Квартирка топилась странно. В ней не было батарей, зато волей какого-то конструктивиста-сантехника все трубы горячей воды были проложены в стенах жилых комнат. Там же прятались нагревательные котлы. Все вместе создавало неповторимый узор тихих журчаний, посвистываний и переливов ночью, баюкавших меня лучше любого прибоя, а также и нежданные провалы стужи в самых неподходящих местах. Так, телефон явно зяб на тумбочке, кресло было небезопасно от тайного сквозняка в самом центре зальца, пустой сервант потрескивал в углу. Зато моя двуспальная кровать напоминала богатырскую печь, так что я первое время думал, что это может для меня худо кончиться: мне все мерещился тепловой удар к утру. Но нет, я спал младенчески, а утром с легкостью пробегал по пути в уборную ледниковые зоны. Все же, как бы то ни было, именины пришлось справлять в Москве.
Я не большой любитель празднеств. Однако перспектива остаться в этот день одному показалась мне скучной. Знакомых по обстоятельствам я не завел, из родни, в общем существовавшей (мой отец был выходцем из столицы), знал не то двоюродного дядю, не то, как говорили в старину, стрыя, врача, лет на десять старше меня, проходившего, сколько я помнил, срок работы в докторантуре медакадемии.
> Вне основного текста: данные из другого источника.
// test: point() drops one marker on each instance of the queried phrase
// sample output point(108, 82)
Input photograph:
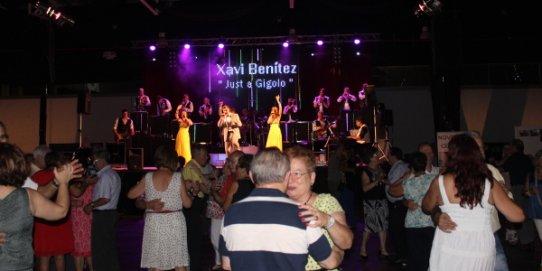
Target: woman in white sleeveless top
point(466, 192)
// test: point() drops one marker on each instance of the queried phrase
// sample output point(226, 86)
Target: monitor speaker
point(135, 158)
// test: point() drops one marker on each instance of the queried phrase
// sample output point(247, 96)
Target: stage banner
point(531, 137)
point(254, 75)
point(443, 138)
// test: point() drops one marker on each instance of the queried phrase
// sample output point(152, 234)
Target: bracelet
point(330, 222)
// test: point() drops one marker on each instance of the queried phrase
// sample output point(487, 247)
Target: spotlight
point(47, 12)
point(428, 7)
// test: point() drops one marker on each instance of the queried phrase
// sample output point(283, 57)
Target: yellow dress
point(274, 138)
point(182, 143)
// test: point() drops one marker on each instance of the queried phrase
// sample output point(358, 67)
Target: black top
point(519, 166)
point(376, 193)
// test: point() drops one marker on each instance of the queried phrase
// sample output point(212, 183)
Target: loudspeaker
point(117, 152)
point(387, 117)
point(83, 103)
point(135, 158)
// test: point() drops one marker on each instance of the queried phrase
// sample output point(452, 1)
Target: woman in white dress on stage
point(467, 193)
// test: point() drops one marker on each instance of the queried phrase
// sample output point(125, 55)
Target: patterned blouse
point(415, 189)
point(328, 204)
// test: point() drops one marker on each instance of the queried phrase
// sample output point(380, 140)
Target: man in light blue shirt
point(104, 210)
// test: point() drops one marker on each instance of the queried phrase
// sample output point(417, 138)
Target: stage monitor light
point(428, 7)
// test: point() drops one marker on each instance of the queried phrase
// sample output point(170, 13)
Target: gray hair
point(41, 151)
point(269, 166)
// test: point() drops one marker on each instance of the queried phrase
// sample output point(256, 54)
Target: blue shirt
point(108, 186)
point(264, 232)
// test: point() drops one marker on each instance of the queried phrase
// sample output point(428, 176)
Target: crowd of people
point(261, 211)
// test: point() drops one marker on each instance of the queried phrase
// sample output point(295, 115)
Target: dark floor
point(130, 234)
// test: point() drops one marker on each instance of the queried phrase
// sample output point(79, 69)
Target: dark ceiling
point(487, 31)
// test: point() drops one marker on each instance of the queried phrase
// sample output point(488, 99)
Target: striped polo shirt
point(265, 232)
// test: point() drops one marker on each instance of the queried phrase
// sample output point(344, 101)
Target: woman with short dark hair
point(18, 206)
point(465, 191)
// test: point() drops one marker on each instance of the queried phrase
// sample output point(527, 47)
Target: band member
point(362, 134)
point(163, 108)
point(182, 142)
point(274, 138)
point(142, 100)
point(123, 127)
point(290, 110)
point(320, 127)
point(321, 102)
point(362, 95)
point(206, 110)
point(346, 110)
point(186, 105)
point(229, 122)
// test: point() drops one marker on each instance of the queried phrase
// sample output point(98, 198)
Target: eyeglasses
point(297, 174)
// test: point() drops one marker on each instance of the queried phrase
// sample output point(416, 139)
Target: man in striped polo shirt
point(264, 231)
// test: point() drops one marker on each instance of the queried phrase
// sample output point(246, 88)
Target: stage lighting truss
point(263, 41)
point(47, 12)
point(428, 7)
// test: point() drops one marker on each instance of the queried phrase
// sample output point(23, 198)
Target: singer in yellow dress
point(274, 138)
point(182, 142)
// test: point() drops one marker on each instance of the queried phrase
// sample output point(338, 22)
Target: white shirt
point(29, 183)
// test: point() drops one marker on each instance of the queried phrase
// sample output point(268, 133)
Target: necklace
point(310, 197)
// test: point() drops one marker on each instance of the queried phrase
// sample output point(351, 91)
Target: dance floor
point(130, 235)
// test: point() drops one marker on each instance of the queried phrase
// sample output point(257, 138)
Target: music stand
point(375, 142)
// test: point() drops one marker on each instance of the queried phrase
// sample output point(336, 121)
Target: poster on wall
point(443, 138)
point(531, 137)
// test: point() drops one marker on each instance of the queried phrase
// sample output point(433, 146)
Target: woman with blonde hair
point(274, 138)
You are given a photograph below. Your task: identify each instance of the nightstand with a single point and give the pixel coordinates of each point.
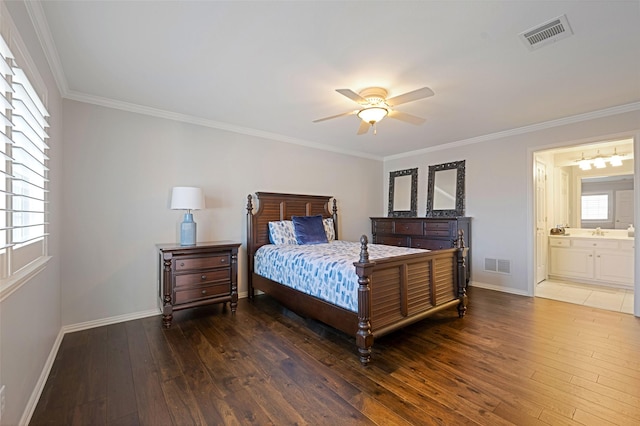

В шутку я всегда звал его «дед». Он показался мне подходящим кандидатом в гости. Потому вечером, накануне известной даты, я явился к нему запросто в общежитие, где он квартировал второй год: с семьей он жил в Подмосковье. Общежитие тотчас напомнило мне романы Грина смесью вычурной пышности и откровенной нищеты. Пройдя под облупленной аркой, я поднялся вверх просторным маршем с краями ступеней рыхлыми, как лед. Дед был мне рад, удивлен, всячески меня приветил, усадил за чай, познакомив походя с своим соседом, хмельным вивисектором-хирургом, жившим через стенку (их комнаты сообщались сырой душевой) и добавлявшим в чай ром. Наконец мы остались одни, я изложил дело, и дед обещал назавтра быть. С тем я и удалился.
Следующий день прошел как всегда, однако перед архивом я навестил близлежащий рынок, куда заходил и прежде, составляя для памяти список яств, и где веселые торговки, видя его, всякий раз кричали: «Жена не велела купить вам яиц?» На сей раз «жена» велела мне многое, и торговки остались довольны. Дед пришел, как обещал, но, верно, целью визита я поставил его в тупик. Он отчасти знал мои вкусы. И потому я был не удивлен, но тронут, когда из своего объемистого, как всегда у докторов, портфеля он извлек не коробку конфет, а невероятно потрепанный, исполинский – in folio – том Русского Провинциального Некрополя, издания четырнадцатого года. Том, первый и единственный, как я отлично знал, был собран радением самого Великого Князя Николая Михайловича и выпущен в свет уже в пору войны под редакцией историка Шереметевского. На этом издание прекратилось. Не могу вообразить, где деду удалось добыть этот ветхий волюм, украшенный к тому же автографом редактора: тогда, в четырнадцатом, тот подписал его Артемию Ивановичу Ковалевскому, по моде разбив год пополам, а день и месяц вписав дробью меж двух половинок. Эта «крестовая» манера, как я тотчас сообщил со смехом деду, распространилась тогда и на кладбища; он, тоже смеясь в ответ, выразил надежду, что я как историк не буду шокирован крайним несоответствием повода и подарка, и мы сели за стол. Вечер прошел удачно, стол был собран вдали от сквозняков, а содержимое бутылок грело куда сильней труб затейливого инженера. Дед, однако, не мог остаться ночевать, а потому к полуночи я проводил его, прибрал в комнате и повалился спать, твердо решив дать себе завтра отдых от стылых архивных зал.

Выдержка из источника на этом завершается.